I head to the VIP tent and manage to pull Backer away from his admirers for a few questions. First, how does he deal with Republican climate-change deniers such as the heckler? “At the end of the day, it’s understandable why conservatives have distanced themselves from these issues, because you’ve been told the solutions don’t fall within your values,” he says. “But we tell climate deniers that you can fight climate change within your values. Just because you don’t like what the left proposes doesn’t mean you can’t have your own set of solutions.” Backer had his come-to-Jesus climate moment a few years ago in a high-school science class. “I saw the data and science, and the reality is there’s a lot we don’t understand about climate change, but we understand that with increased CO2, the temperature goes up in the atmosphere. That is not debatable. And here I am.”

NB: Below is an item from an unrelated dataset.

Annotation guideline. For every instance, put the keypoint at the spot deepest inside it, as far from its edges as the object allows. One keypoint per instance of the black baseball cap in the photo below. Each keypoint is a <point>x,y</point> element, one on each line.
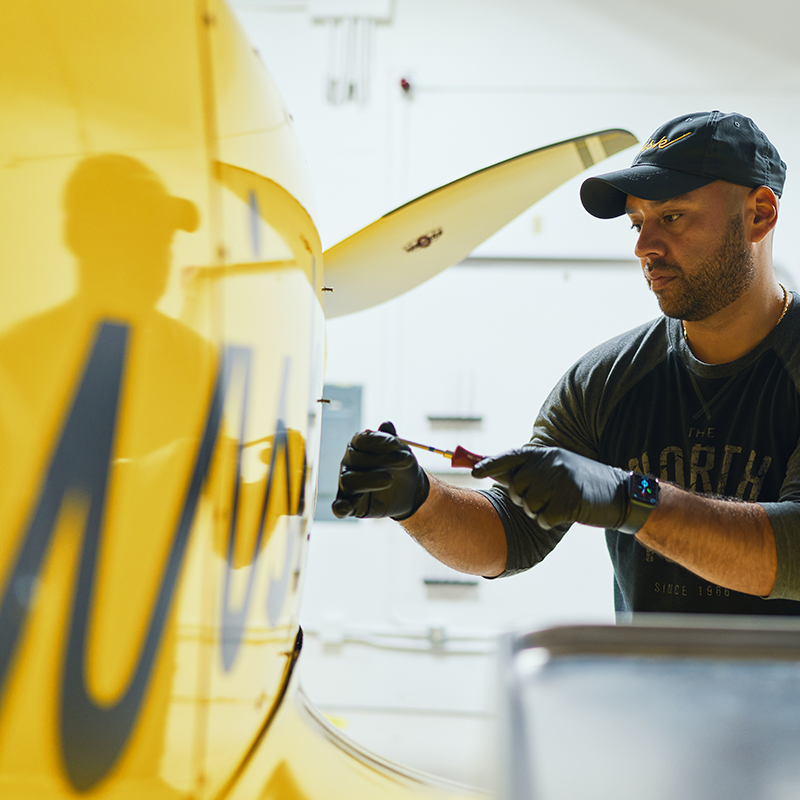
<point>684,154</point>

I remind him of the regulation-is-evil theme on stage. “We’re for limited government, not no government,” he says. The market, to him, is the magic wand. “Consumers have a very important role. We can have that impact with our dollars and our votes.”

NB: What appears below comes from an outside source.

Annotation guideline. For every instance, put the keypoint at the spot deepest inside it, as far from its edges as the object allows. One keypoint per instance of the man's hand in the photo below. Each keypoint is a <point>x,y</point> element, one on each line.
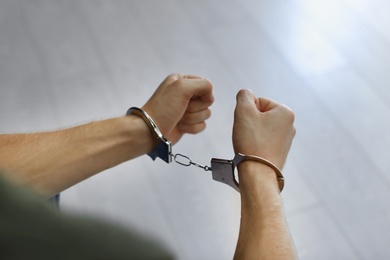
<point>262,127</point>
<point>181,105</point>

I turn and pose the climate-change-denier quandary to Mayor Suarez. He begins by quoting Lao Tzu: “‘A journey of a thousand miles begins with one step.’ Leadership isn’t getting people to do what they naturally want to do; a leader will take people to where they need to go.”

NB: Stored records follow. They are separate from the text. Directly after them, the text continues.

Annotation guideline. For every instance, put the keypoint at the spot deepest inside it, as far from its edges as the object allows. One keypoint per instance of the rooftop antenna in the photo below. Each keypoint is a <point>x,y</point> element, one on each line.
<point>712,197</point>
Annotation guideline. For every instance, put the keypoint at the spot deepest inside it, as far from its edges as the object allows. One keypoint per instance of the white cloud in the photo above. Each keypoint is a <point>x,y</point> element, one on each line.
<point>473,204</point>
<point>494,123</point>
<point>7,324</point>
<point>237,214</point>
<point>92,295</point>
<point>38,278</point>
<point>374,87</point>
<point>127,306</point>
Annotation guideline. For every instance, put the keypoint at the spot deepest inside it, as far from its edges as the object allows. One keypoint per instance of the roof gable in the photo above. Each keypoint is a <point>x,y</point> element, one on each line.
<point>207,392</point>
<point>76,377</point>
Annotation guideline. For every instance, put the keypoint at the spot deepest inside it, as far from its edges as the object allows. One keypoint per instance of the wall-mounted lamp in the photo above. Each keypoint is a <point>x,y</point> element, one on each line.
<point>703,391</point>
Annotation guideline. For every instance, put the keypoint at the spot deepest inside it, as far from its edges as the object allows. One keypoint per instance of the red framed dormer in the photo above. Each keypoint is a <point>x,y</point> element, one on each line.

What about the RINO problem?
“I say our society is way too full of labels,” he says. “Even the label of Democrat and Republican — we don’t have the luxury of making it partisan. That’s something I’m going to talk about a lot more …” he pauses. “I’m willing to work with everybody.”
On the way out, I run into the RINO heckler, Rafael Antonio Gomez, whose YouTube channel has over 9,000 subscribers. I ask him why he’s here. “I feel indignation because my politicians are being duplicitous,” he says. “When you accept climate change, you’ve already abandoned us. A true conservative wouldn’t be preaching this.”